= Little Neck Hospital =

Former hospital in Queens, New York

Little Neck Hospital, also known as Little Neck Community Hospital, Deepdale Hospital, and Deepdale General Hospital all referred to a 185-bed facility at the same address on Little Neck Parkway in Little Neck, Queens, New York City. It opened in 1959 as Deepdale, was renamed in 1991, and closed in 1996. By the time it closed, this hospital was operating as a division of Flushing Hospital Medical Center; the latter was acquired by New York Hospital in April 1996.

==History==
Deepdale, which opened in 1959, had a program for training nursing students from a local college.
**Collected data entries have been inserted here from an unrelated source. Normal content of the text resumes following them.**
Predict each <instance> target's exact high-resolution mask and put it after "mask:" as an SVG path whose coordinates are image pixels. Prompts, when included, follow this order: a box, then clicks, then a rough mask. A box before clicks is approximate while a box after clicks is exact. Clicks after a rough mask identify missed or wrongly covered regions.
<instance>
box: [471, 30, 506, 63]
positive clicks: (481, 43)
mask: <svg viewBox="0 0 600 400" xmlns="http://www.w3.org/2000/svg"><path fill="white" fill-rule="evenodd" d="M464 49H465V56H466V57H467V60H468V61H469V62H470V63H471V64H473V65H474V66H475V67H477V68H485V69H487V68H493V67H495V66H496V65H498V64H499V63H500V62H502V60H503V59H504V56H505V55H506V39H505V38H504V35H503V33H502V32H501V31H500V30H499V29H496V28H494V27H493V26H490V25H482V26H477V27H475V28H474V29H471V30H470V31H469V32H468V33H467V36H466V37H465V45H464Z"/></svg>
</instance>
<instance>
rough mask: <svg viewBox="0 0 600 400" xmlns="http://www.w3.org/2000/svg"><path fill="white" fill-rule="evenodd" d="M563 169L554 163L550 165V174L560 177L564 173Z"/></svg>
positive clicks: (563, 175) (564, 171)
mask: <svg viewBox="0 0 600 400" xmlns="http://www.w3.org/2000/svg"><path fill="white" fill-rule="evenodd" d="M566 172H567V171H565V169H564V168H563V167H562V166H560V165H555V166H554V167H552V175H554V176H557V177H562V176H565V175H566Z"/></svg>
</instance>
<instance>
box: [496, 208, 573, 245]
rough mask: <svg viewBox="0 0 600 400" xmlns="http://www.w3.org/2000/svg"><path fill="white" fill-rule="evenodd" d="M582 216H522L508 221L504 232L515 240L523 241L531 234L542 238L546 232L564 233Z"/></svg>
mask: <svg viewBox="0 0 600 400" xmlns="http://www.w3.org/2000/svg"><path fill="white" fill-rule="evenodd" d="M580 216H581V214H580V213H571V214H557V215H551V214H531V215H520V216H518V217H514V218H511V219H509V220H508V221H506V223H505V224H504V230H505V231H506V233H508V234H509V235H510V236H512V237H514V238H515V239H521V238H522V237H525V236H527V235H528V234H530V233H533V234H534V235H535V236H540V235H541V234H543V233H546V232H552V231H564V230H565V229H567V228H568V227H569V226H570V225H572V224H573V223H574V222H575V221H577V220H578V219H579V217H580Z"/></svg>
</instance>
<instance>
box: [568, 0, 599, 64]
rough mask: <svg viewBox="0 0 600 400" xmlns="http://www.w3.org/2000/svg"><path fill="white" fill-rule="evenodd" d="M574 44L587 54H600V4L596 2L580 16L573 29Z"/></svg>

The hospital was bought by Preferred Health Network in 1991, and in 1993 New York State's Department of Health made it known that it was planning on "eventually closing Deepdale." The hospital closed in 1996, and its building was purchased in 1999 for conversion into an assisted living facility.

==Controversy==
They were fined after being charged by New York State's Attorney General with illegally overcharging patients for telephone service. The accusation said it was a "deceptive and unconscionable
business act." A larger fine was imposed for two situations involving "improper medical procedures" (both fatal).

In 1973, a nearly two hour power loss was compounded because "its emergency generator was inoperative and the Fire Department was called to provide a portable power supply."